Simms was married, 31, and a father of two when he ran the George and Dragon pub before Helen from Bootle vanished on her way home from work in 1988 and whose body has never been found.

He was handed a life sentence in 1989 after being convicted by a jury on overwhelming DNA evidence of Ms McCourt’s abduction and murder.

Since his conviction in 1989, Simms has shown no remorse and steadfastly refused to reveal what he had done with the insurance clerk’s remains.

Marie McCourt said Simms died on Friday and she was told yesterday during the day and it was later confirmed by the Ministry of Justice. 

She said last night: ‘I just pray now that somebody may have some details of where he said he had done it.

‘It breaks my heart but not just mine but all families who’ve had loved ones taken.

‘It’s hard to lose a child through illness, it’s worse when someone deliberately takes her life.’

After his release Simms could not come in a 50 mile radius of where she lives but Mrs McCourt would have ‘sleepless nights’ worrying about him ‘sneaking’ up to where she lives. 

The 78-year-old also spoke about how she searches an area of the North West which also has a similar clay to what was found in Simms’ car and on his jeans and boots.

And Mrs McCourt added she will continue to search for her daughter’s body.  

Simms was told he would serve at least 16 years and one day behind bars. 

He was eligible to be considered for release in February 2004.

Mrs McCourt previously said she was ‘in shock’ at the decision to consider Simms’ release.

The summary of the Parole Board’s original ruling said Simms was deemed suitable for release due to factors including the ‘considerable change in his behaviour’.

The decision to release him was subject to a number of conditions including residing at a designated address, having to wear a tagging device to monitor his whereabouts, observe a curfew and avoid any contact with the family of his victim. 

In the meantime, Simms was given a parole hearing and judges agreed he could go free.

They claimed that Simms was low risk, despite agreeing he would probably never reveal what he had done with Miss McCourt’s remains because during his three decades inside he has convinced himself he is innocent. 

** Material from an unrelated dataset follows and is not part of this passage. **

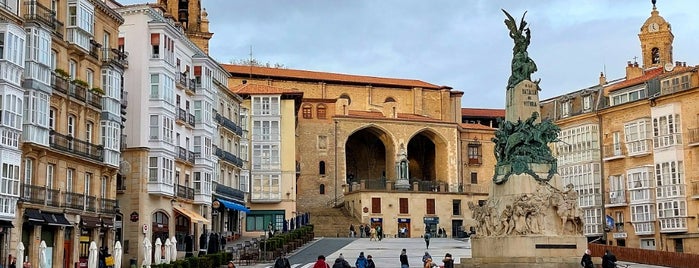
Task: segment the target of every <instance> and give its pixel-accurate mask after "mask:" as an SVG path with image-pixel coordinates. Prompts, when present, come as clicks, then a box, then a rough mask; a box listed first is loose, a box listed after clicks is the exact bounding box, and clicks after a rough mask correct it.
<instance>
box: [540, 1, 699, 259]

Marie McCourt holding a photo portrait of her murdered 22-year-old daughter, Helen

Ian Simms leaves The George and Dragon pub in Billinge under police guard after Helen’s disappearance in 1988

Ian Simms at St Helen’s Magistrates Court. The murderer who has refused for more than 30 years to disclose what he did with his victim’s body was allowed out of jail on temporary release

Mrs McCourt said the Parole Board’s logic was flawed and its argument proved Simms was a ‘psychopath’. 

She also cited a menacing letter he wrote to her from jail in 1991, in which he threatened her family and vowed ‘an eye for an eye, a tooth for a tooth,’ and to get ‘justice’ for himself once released. 

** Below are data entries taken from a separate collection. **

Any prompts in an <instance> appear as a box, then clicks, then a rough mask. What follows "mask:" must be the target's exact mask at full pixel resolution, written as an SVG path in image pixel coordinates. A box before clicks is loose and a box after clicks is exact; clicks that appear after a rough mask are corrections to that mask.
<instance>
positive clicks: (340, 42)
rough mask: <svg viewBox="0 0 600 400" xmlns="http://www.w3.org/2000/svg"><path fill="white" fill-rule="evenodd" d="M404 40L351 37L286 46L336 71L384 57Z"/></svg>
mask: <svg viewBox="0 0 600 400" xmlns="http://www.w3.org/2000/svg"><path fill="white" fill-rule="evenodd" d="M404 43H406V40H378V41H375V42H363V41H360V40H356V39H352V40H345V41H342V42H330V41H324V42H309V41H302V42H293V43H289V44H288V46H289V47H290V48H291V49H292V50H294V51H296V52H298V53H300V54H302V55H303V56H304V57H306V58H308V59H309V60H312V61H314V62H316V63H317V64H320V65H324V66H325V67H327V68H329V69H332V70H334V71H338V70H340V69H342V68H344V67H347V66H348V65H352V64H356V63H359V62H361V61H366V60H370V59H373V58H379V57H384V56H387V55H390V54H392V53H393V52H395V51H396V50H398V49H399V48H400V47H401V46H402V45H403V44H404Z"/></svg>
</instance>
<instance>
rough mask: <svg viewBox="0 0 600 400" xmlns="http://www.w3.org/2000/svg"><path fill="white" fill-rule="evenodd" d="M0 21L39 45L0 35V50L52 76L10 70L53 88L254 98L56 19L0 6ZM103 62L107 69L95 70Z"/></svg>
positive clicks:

In September 2020 two judges ruled against her after considering Mrs McCourt’s judicial review application at a virtual High Court in July, saying that the Parole Board’s decision ‘involved no arguable public law error’. 

The case is a rare example where a murder conviction has been obtained without the presence of a body, and was one of the first in the UK to use DNA fingerprinting. 

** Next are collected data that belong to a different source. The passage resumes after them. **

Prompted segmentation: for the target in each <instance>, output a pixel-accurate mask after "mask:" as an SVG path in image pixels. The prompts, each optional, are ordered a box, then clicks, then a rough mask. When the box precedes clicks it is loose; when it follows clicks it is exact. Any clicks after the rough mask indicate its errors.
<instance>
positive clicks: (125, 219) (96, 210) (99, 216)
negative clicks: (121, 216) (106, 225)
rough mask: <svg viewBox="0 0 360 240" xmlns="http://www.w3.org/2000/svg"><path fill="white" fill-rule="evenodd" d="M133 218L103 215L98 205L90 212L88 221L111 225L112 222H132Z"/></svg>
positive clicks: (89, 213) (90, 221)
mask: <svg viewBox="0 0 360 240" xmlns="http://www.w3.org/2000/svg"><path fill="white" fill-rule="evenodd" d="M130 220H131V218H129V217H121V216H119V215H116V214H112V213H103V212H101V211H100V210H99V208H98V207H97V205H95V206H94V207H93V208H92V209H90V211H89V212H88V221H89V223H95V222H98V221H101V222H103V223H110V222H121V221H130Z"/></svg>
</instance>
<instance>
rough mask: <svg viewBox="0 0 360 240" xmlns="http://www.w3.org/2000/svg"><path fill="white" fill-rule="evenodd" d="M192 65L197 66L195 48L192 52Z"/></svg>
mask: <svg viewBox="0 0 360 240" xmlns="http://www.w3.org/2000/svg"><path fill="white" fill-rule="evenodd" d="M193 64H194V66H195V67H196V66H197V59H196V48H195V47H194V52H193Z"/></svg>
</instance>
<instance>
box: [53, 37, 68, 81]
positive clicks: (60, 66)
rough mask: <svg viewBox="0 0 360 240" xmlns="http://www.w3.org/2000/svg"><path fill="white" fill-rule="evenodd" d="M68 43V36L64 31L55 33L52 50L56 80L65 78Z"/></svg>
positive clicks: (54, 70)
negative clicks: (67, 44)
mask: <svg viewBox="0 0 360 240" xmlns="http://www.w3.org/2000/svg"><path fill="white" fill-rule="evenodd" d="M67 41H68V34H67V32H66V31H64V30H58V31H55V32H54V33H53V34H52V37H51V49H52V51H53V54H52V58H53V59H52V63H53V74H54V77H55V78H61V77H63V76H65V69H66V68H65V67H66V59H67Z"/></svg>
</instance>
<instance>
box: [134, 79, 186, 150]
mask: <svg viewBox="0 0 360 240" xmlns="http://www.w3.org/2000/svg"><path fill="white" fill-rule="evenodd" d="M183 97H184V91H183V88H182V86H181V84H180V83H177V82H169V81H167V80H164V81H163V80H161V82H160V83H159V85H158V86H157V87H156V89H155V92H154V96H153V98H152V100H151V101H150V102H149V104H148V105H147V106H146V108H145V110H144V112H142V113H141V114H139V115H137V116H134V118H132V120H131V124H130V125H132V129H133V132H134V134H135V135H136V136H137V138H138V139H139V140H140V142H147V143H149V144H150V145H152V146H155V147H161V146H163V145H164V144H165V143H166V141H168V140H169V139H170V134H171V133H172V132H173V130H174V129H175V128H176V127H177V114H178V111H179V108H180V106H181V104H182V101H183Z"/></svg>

In a written ruling, the judges said: ‘The panel were acutely aware of the sensitivities in this case and adopted a careful and balanced approach both to the procedure to be adopted and to the assessment of Simms’ current risk.’  

Tom Little QC, representing Mrs McCourt, told the court that this decision was ‘unreasonable’ and had asked the judges to quash it.

‘He must have known, and still knows, the location of Helen’s body. Despite this, he has refused to disclose this for over three decades,’ he said at the time. 

Mrs McCourt’s campaigning following her daughter’s death led to the Prisoners (Disclosure of Information About Victims) Act, dubbed Helen’s Law, being enacted in 2021.

The law makes it harder for killers and paedophiles who hold back information on their victims to receive parole.

Under the legislation, killers could still be released if no longer deemed a risk to the public even if they refuse to disclose information.